Chciałam uprząść grubszą nitkę z pieknego merynosa z jedwabiem, nie udało się. Wyszło bardzo cienko, do aż 500 metrów po podwojeniu nitki, nada się tylko na zwiewna chustkę, bardzo delikatną i elegancką w dotyku.
Przy okazji przekonałam sie, że przędzenie jest trudniejsze od dziergania, po miesiącu przerwy nie mogłam sobie dać z tą czesanką rady, ciągle mi się rwała..... palce zapomniały..... a wszak nie przęde całe życie, ale tak przyzwoicie to wychodzi mi to dopiero od roku.
Przy okazji przekonałam sie, że przędzenie jest trudniejsze od dziergania, po miesiącu przerwy nie mogłam sobie dać z tą czesanką rady, ciągle mi się rwała..... palce zapomniały..... a wszak nie przęde całe życie, ale tak przyzwoicie to wychodzi mi to dopiero od roku.
Joasiu, jestem pełna uznania dla Ciebie, za to co tworzysz.

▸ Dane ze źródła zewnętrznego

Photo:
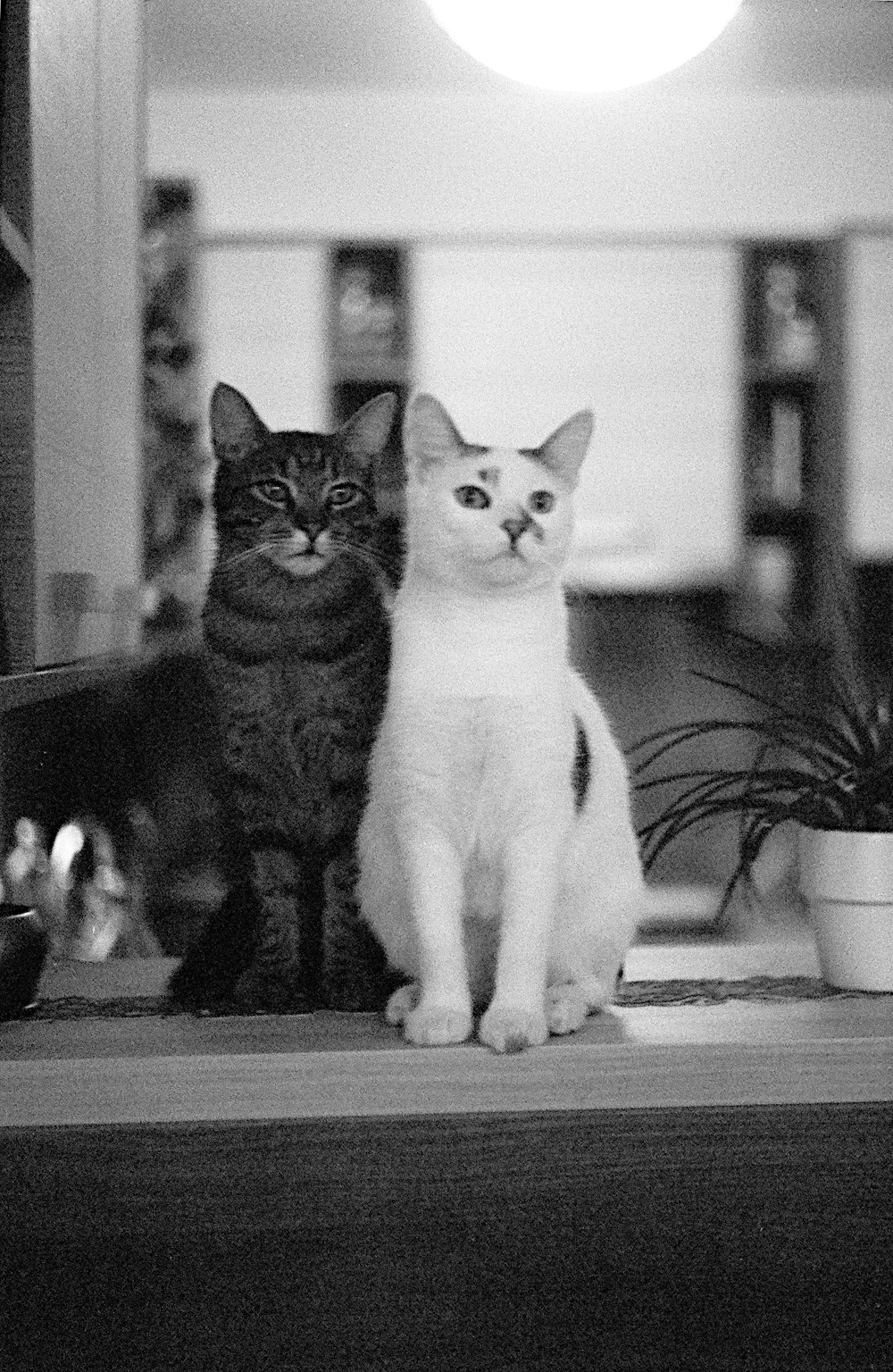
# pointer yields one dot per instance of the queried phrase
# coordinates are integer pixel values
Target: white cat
(498, 860)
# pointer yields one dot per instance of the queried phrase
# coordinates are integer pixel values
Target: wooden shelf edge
(54, 682)
(14, 247)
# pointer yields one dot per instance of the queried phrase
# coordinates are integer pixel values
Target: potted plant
(822, 760)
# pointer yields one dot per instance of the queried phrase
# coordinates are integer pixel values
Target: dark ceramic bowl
(23, 947)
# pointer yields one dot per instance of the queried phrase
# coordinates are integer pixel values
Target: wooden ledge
(179, 1069)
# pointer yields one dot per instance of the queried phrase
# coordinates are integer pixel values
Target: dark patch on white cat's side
(580, 774)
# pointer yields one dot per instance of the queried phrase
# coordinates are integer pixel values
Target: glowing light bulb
(583, 46)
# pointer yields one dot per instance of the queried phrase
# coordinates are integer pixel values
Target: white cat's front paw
(438, 1024)
(513, 1028)
(565, 1008)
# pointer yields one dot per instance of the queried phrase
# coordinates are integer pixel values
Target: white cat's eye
(343, 494)
(542, 502)
(472, 497)
(276, 493)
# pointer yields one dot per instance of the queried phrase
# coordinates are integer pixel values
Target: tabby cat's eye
(472, 497)
(276, 493)
(343, 494)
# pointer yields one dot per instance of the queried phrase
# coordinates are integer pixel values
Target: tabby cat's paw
(437, 1025)
(266, 995)
(565, 1008)
(513, 1028)
(402, 1003)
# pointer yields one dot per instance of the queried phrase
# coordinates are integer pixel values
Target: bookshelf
(369, 335)
(793, 440)
(17, 363)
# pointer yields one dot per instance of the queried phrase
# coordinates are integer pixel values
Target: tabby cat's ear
(564, 450)
(430, 435)
(235, 427)
(366, 431)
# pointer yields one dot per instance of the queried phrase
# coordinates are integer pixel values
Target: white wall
(87, 97)
(431, 163)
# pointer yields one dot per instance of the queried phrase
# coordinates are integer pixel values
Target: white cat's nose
(514, 527)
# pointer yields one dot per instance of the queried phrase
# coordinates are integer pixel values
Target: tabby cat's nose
(514, 527)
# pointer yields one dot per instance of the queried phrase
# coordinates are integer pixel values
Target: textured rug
(630, 995)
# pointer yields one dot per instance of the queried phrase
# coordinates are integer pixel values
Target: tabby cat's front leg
(355, 967)
(283, 972)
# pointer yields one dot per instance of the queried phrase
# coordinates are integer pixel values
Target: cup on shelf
(23, 949)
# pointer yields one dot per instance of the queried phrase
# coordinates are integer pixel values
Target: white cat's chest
(453, 647)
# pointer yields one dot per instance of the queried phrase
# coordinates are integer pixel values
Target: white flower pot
(847, 880)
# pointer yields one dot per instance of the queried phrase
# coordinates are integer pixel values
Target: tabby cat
(296, 647)
(498, 860)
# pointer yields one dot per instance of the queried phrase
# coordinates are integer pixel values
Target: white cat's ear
(366, 431)
(564, 450)
(236, 430)
(430, 435)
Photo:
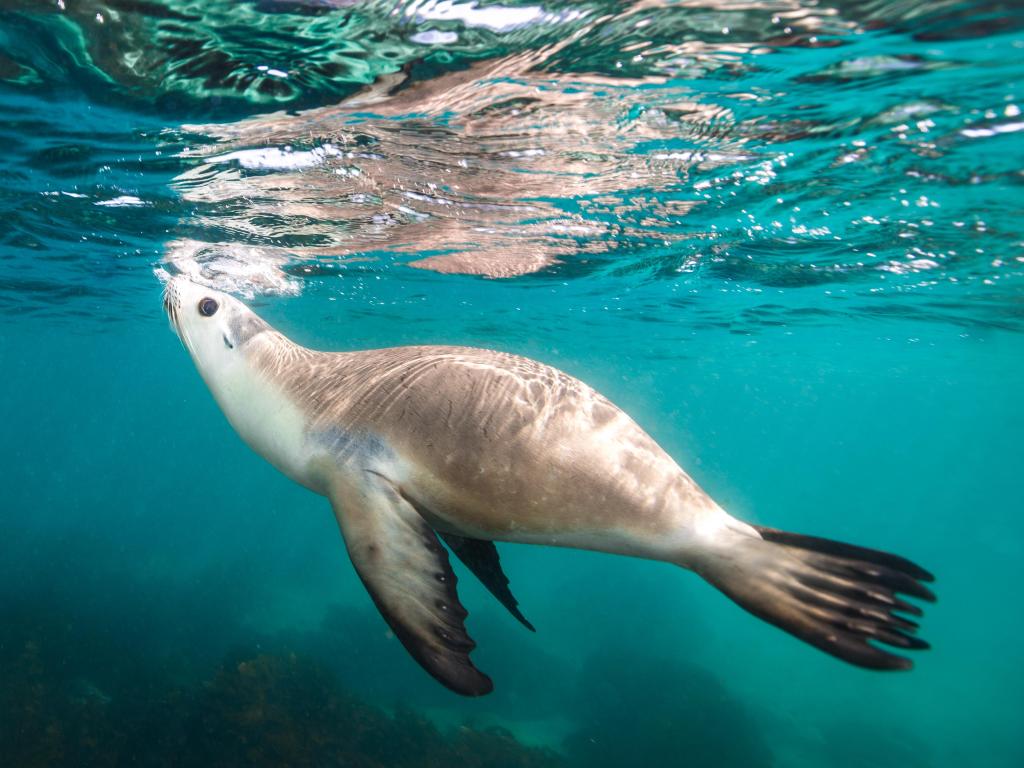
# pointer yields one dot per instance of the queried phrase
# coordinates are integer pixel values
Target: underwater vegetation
(253, 709)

Pozdrawiam serdecznie:)
OdpowiedzUsuńHalinko, jestem zupełnie nie kreatywna, ale dziekuję Ci bardzi za miłe słowa :-)
UsuńPiękna nitkę uprzedlas! Cudowne kolory....
OdpowiedzUsuńDzieki :-) Kolory nie ja zrobiłam, a nitka za mało skręcona, ale bardziej jakoś mi nie wychodzi..... nie wiem jak.
UsuńChusta będzie prześliczna, już czekam jak ją zrobisz. Pozdrawiam:)
OdpowiedzUsuńDzięki, jest kolejka, najpierw ze trzy swetry :-)
UsuńŁadny melanż wyszedł:)
OdpowiedzUsuńPrzędzenie w moim wydaniu zawsze mnie zaskakuje efektem :-) Mnie też sęe podoba, dziekuję :-)
Usuńpiękna :)
OdpowiedzUsuńDziękuję :-)
UsuńPodoba mi się ta włóczka i to bardzo :) Piękna kolorystycznie. Chusta będzie z niej zjawiskowa. Pozdrawiam :)))
OdpowiedzUsuńnice article great post comment information thanks for sharing.